By Ashwani Mishra, Editor-Technology, 63SATS
Mule accounts have become a major enabler of cyber fraud—bank accounts opened using fake documents or by manipulating unsuspecting individuals, used briefly to channel illicit funds. These accounts are multiplying faster than authorities can track.
In February 2025, Home Minister Amit Shah revealed over 19 lakh mule accounts had been flagged across India, with ₹2,038 crore in suspicious transactions blocked. While a big win, the message is clear: India is locked in a digital arms race, and banks are the frontline.
Just last week, Cyber Police in Kashmir Zone uncovered 7,200 mule accounts powering a network of large-scale financial frauds.
Banks Call for Power to Act Fast
At the heart of the issue lies a regulatory bottleneck.
Banks currently cannot freeze a suspicious account without court or law enforcement approval, even if their internal monitoring systems flag it as fraudulent. But this delay often allows cybercriminals to move funds quickly and disappear without a trace.

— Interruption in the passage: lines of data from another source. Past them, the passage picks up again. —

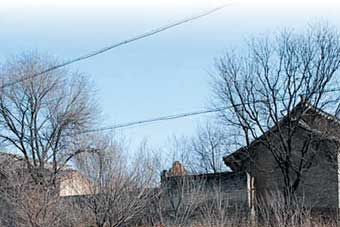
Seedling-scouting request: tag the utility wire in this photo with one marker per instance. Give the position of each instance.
(180, 115)
(115, 45)
(163, 118)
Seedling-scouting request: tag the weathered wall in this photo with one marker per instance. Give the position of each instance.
(319, 185)
(232, 185)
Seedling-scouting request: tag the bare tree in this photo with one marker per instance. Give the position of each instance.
(271, 91)
(41, 117)
(207, 147)
(120, 189)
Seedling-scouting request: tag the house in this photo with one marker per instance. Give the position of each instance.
(70, 182)
(319, 183)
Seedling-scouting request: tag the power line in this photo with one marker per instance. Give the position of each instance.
(163, 118)
(115, 45)
(180, 115)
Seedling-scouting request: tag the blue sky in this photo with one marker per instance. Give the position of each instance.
(164, 74)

In a working group report by the Indian Banks’ Association (IBA), lenders have made a crucial proposal: give banks direct authority to freeze mule accounts without waiting for legal clearance. The recommendation, which is now under consideration, is being seen as a much-needed reform in India’s fight against financial cybercrime.
“The current framework slows down response time and allows fraudsters to stay one step ahead,” the report notes. “Empowering banks to act on internal red flags immediately could significantly reduce fraud losses.”

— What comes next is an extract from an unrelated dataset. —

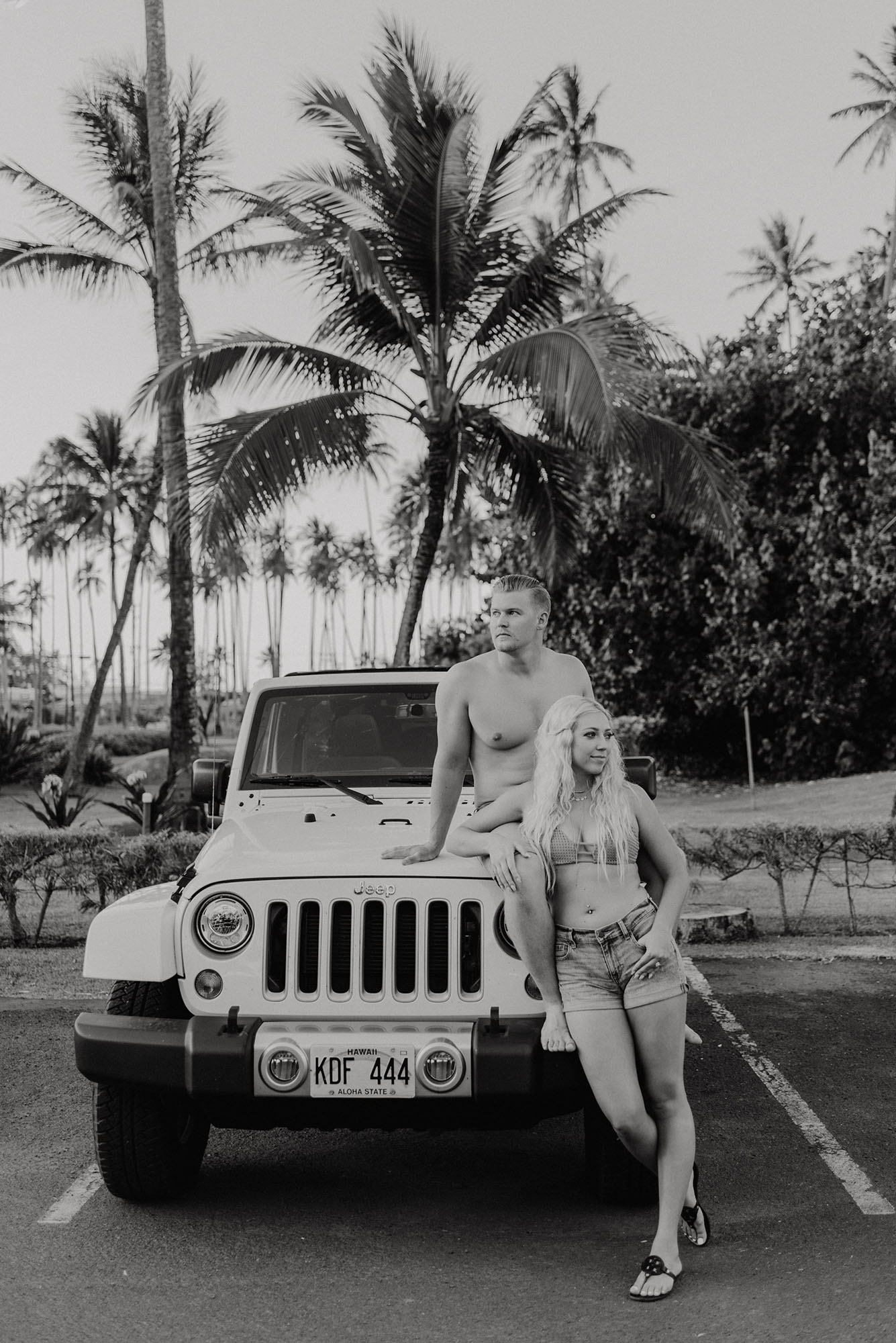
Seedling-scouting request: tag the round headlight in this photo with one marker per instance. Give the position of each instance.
(224, 923)
(440, 1066)
(283, 1067)
(208, 984)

Cracking Down on Identity Abuse
Mule accounts are typically set up using forged documents, stolen identities, or with the help of compromised individuals who lend their credentials in exchange for money. Fraudsters exploit weak Know Your Customer (KYC) norms and gaps in verification processes to keep the cycle running.
To counter this, banks have outlined several strategies in their proposal:
- Cross-verifying new accounts with the Election Commission database when Voter ID and Form 60 (used in absence of PAN) are used.

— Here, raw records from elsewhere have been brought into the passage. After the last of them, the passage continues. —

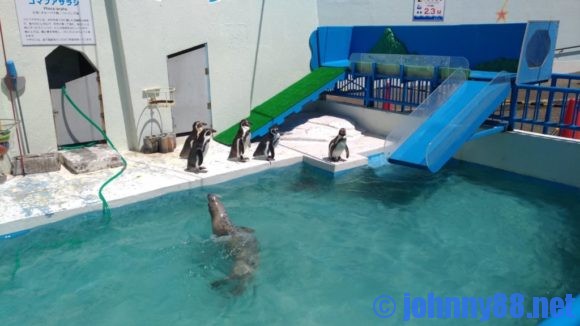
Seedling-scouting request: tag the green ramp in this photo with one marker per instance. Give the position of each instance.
(288, 101)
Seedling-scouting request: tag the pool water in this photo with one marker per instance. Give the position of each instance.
(329, 247)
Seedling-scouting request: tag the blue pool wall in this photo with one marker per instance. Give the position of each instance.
(544, 157)
(479, 43)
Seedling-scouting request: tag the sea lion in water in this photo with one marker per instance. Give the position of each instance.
(241, 244)
(241, 143)
(188, 145)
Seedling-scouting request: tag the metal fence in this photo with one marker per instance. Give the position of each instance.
(551, 108)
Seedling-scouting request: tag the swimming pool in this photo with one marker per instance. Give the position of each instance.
(329, 247)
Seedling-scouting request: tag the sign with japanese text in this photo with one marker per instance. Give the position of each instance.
(429, 10)
(55, 22)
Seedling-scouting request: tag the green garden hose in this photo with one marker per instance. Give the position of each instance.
(106, 208)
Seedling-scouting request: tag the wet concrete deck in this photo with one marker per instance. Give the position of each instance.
(39, 199)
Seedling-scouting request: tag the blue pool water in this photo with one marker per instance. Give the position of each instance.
(329, 247)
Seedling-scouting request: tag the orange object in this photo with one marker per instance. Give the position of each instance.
(571, 107)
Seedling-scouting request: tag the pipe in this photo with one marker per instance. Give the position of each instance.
(18, 131)
(256, 56)
(13, 75)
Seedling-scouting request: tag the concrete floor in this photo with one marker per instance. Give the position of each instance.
(38, 199)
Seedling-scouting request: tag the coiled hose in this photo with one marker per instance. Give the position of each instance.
(106, 208)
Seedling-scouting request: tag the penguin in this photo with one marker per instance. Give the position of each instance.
(196, 129)
(337, 146)
(267, 144)
(198, 151)
(241, 143)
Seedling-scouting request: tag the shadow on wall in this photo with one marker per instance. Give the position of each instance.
(151, 126)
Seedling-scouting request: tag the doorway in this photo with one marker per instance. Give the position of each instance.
(70, 68)
(188, 73)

- Imposing transaction caps on high-risk accounts flagged by internal algorithms.
- Deploying AI and machine learning tools to monitor real-time patterns and detect unusual activity indicating mule account behaviour.
This shift toward proactive surveillance rather than reactive action marks a major policy shift—one that could redefine how India handles cyber-enabled financial crime.
A Coordinated Digital Defense
The IBA’s report emphasizes the need for multi-stakeholder collaboration. It calls on regulators like the Reserve Bank of India (RBI), financial institutions, law enforcement agencies, and tech companies to build a joint cyber risk framework.
“This isn’t just a banking problem. It’s a systemic threat that requires layered responses—investment in technology, better staff training, and greater data-sharing between institutions,” the report says.
The roadmap includes:
- Strengthening backend IT infrastructure across banks.
- Creating shared databases of known mule accounts.
- Establishing dedicated cyber fraud response teams at regional levels.
The Indian Cyber Crime Coordination Centre (I4C) estimates cyber fraud losses could exceed ₹1.2 trillion in 2025 if unchecked. The rise of non-KYC compliant accounts, often opened in remote areas with limited oversight, has added fuel to the fire.
Cybercriminals now employ sophisticated tactics like:
- Phishing emails mimicking banks or payment apps.
- Bot-driven account opening on digital platforms using synthetic identities.
- Human mules—individuals paid to open and manage fraudulent accounts.
One official describes mule accounts as “a game of digital whack-a-mole”—as soon as one mule account is frozen, two more pop up elsewhere.
While banks have tightened their internal protocols, experts agree that compliance alone won’t solve the crisis. What’s needed is resilience—the ability to detect, respond to, and recover from attacks with speed and precision.
The key lies in swift, decisive authority to act—especially when millions of rupees can disappear in minutes.